Government agencies will obtain next week funds to implement the first tranche of pay hikes for their personnel, the Department of Budget and Management (DBM) announced on Wednesday.
This means funds totaling P57.91 billion will be subject to agency disposal anytime to effect President Aquino’s Executive Order (EO) 201 that granted the first of salary adjustments.
“This will ensure that they will get at least the first tranche of the pay increase that we have planned for them,” Budget Secretary Florencio Abad said in a statement.
“The Human Resource Office of agencies will, of course, need time to implement the procedures for salary adjustment and process the release of funds to employees,” he added.
The DBM also issued on Wednesday two circulars detailing the guidelines for EO 201 for both national and local governments.
Under the circulars, employee salaries will be adjusted retroactively to Jan. 1, 2016 for those who entered service by Dec. 31 last year.
As a result, Abad said salary differentials will be given to the 1.3 million-strong civilian personnel, including those employed by qualified state corporations, to cover for the first month of the year.
Consultants, contract workers and paid interns are not covered by the salary hike, the agency said.
“The EO effects the adoption of the same proposals in House Bill 6268 and Senate Bill 2671 for the salary increase, the grant of the mid-year bonus equivalent to one month’s basic salary and the Productivity Enhancement Incentive of P5,000,” the DBM said.
Military and uniformed personnel, meanwhile, were granted provisional and officers’ allowances in lieu of an increase in basic pay. Their hazard pay was also hiked to P390 per month from the original P240.

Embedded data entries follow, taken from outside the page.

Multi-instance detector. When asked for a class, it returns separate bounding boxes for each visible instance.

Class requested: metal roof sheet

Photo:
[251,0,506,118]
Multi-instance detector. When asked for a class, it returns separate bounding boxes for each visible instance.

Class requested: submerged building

Disagreements on indexing military pension increase caused the delay in the signing of bills supposed to implement the pay adjustments.

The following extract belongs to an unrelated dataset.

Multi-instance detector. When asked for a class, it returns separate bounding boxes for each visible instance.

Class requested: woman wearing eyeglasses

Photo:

The House of Representatives, where tax proposals are supposed to emanate, objected to the Senate’s move at the bicameral conference committee. Abad earlier said funds are not available for the pension hike.

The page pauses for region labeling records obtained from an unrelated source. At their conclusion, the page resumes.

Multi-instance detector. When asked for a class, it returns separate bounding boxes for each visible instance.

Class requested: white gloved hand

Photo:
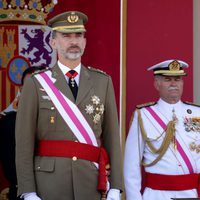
[22,192,41,200]
[106,189,121,200]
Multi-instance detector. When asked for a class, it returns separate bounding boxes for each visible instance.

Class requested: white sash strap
[35,71,98,146]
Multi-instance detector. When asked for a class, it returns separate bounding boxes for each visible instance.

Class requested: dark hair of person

The military allowances, in effect, is an “interim measure to supplement the total compensation” of uniformed personnel.
“(This is) until such time that a pension reform measure is passed in Congress that will mitigate the impact of pension indexation,” the DBM pointed out.
Funds for the increase were already allocated under the P3.002-trillion national outlay.
For national agencies, money will be sourced from the Miscellaneous Personnel Benefits Fund, while local government units will get theirs from their own budgets.
Government corporations qualified for salary hikes must source their funding from their own corporate operating budgets.
Abad has earlier expressed confidence Congress will still be able to pass the Salary Standardization Law during its last session in May.